In our study, we demonstrated the efficacy of ECPR in patients with NLT > 30 min. In patients containing NLT ≤ 30 min, CCPR showed more advantage compare to ECPR, although it is rare in ECPR with NLT ≤ 30 min. ECPR is often performed in combination with TTM. However, as described in the Introduction, there is limited evidence for the efficacy of this combination. In the present study, we excluded any cases who received TTM. Therefore, in the future, it may be necessary to investigate the efficacy of ECPR in combination with TTM.
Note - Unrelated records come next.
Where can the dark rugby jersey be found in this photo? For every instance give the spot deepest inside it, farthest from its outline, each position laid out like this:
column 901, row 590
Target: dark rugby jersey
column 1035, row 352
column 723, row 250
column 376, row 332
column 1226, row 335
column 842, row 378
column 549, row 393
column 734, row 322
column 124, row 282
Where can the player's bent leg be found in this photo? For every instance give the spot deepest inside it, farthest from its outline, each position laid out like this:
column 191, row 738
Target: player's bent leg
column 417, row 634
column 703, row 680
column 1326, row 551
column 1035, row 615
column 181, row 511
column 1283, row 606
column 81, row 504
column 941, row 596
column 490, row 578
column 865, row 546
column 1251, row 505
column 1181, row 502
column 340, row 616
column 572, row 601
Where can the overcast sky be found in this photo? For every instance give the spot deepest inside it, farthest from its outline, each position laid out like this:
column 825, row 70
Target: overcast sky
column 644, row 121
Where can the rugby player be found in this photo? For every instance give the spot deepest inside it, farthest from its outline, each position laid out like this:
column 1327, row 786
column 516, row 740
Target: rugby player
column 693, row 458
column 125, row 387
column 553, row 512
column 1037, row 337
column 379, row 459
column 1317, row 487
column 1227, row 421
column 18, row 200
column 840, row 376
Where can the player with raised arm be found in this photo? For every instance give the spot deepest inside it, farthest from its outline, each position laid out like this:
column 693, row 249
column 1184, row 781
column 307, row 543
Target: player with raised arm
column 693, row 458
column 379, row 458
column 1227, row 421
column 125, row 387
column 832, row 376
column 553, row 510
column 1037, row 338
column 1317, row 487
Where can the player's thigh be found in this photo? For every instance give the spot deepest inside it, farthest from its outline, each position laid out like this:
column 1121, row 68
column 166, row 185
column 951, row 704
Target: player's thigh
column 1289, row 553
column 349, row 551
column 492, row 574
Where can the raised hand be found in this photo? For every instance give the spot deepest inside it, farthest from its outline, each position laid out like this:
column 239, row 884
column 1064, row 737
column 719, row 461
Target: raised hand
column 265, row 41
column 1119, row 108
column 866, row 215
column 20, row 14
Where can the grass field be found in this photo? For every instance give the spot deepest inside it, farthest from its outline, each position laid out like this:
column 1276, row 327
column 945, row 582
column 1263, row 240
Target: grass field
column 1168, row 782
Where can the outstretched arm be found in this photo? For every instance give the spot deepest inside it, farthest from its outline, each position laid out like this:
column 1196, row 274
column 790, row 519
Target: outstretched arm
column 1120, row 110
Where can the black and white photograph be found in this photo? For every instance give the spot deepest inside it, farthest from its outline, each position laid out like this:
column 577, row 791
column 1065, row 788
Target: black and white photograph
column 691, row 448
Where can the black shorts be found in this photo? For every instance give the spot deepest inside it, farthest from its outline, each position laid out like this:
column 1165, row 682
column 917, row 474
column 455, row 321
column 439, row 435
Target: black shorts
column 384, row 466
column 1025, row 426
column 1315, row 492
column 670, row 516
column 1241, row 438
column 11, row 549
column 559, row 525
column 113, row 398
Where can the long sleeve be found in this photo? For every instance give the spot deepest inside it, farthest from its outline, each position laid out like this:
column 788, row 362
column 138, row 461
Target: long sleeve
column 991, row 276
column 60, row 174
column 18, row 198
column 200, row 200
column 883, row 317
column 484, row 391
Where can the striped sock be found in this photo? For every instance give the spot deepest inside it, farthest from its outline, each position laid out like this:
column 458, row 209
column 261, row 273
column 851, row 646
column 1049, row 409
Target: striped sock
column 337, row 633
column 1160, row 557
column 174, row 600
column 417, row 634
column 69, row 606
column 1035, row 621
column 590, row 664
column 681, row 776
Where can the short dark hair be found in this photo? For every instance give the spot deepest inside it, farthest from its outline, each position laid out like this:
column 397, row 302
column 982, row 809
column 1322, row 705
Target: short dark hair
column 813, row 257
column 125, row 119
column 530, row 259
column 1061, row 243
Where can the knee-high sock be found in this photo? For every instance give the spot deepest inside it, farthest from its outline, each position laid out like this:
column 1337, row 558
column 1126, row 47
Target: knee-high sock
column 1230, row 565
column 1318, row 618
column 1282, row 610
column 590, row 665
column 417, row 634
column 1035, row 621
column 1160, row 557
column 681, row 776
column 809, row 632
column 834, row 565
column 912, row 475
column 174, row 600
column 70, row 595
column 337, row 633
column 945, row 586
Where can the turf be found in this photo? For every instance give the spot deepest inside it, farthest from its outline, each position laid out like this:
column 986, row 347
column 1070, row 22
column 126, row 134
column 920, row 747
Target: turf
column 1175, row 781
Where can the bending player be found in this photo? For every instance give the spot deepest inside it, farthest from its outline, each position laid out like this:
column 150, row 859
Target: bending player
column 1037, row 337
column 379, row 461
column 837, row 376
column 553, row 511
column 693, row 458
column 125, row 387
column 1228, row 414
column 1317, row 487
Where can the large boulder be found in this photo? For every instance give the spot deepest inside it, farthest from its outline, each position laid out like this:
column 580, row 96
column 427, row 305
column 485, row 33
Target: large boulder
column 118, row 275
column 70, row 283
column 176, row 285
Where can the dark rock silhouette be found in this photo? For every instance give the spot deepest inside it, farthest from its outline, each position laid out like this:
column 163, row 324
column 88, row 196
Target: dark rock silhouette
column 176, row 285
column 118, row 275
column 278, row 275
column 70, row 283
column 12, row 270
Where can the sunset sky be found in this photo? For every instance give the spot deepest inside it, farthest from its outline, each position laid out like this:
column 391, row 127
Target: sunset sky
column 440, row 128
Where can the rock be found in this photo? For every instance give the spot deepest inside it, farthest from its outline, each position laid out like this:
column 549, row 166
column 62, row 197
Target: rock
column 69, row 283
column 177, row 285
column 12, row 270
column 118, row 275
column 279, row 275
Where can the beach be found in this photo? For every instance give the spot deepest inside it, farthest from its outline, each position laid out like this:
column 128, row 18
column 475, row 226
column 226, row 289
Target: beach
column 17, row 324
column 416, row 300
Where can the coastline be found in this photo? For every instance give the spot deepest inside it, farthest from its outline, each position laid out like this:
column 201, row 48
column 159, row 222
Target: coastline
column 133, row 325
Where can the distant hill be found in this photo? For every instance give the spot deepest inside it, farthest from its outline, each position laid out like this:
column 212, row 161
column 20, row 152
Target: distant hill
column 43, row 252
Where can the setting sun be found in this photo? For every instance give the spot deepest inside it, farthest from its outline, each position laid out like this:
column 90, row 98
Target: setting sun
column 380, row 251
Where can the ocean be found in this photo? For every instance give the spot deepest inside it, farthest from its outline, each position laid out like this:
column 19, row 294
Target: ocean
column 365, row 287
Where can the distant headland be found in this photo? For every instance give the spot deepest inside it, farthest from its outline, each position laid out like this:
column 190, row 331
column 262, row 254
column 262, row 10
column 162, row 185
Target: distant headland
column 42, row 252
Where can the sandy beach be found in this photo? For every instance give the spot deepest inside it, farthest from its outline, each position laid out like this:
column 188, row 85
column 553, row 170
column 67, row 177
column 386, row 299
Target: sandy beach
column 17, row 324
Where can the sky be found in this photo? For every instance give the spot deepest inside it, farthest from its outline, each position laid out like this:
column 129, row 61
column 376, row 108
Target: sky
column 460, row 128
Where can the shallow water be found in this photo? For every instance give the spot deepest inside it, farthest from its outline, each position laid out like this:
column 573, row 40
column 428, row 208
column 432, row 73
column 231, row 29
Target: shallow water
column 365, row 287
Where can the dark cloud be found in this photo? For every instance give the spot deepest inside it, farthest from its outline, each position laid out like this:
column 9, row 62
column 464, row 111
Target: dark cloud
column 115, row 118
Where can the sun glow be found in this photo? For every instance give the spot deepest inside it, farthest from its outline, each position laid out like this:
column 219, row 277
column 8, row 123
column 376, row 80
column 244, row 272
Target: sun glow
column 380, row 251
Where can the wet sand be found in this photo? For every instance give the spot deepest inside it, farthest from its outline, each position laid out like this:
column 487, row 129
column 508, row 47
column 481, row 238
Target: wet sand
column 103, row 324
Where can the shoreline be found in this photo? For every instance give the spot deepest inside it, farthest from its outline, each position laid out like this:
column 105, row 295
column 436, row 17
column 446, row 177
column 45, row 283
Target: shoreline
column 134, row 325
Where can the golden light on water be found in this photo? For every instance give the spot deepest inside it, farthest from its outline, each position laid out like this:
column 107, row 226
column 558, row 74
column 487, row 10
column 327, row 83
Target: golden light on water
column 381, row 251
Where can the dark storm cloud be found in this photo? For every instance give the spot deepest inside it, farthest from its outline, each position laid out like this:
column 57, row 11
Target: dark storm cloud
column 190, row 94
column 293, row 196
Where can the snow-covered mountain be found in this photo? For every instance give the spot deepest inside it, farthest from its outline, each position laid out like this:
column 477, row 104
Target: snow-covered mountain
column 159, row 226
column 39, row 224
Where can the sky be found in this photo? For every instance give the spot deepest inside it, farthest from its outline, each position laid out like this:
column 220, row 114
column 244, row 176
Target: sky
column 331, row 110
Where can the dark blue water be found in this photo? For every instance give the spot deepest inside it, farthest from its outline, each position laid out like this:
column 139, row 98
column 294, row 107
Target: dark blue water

This study has several limitations. First, although the registry includes a nationwide cohort, the study was performed retrospectively, which may introduce some bias. Second, the neurological outcomes were assessed in terms of CPC at 1 month after resuscitation. It is possible that the neurological outcomes might have changed after 6 months or 1 year. Third, although propensity score analysis demonstrated the efficacy of ECPR, which was shown only in subgroups. Forth, whilst the propensity score analysis demonstrated the efficacy of ECPR in subgroups, other factors might confound the results and introduce some bias. Fifth, cases with TTM were excluded in the present study; however, the reasons of TTM maladaptation were unclear, this could be case selection bias.

Conclusions

Results of this nationwide Japanese cohort study revealed ECPR was inferior to CCPR in cases containing NLT ≤ 30 min; however, a significant difference was shown in the neurological outcomes between ECPR and CCPR in cases with an NLT of > 30 min, without TTM, after adjusting for NLT.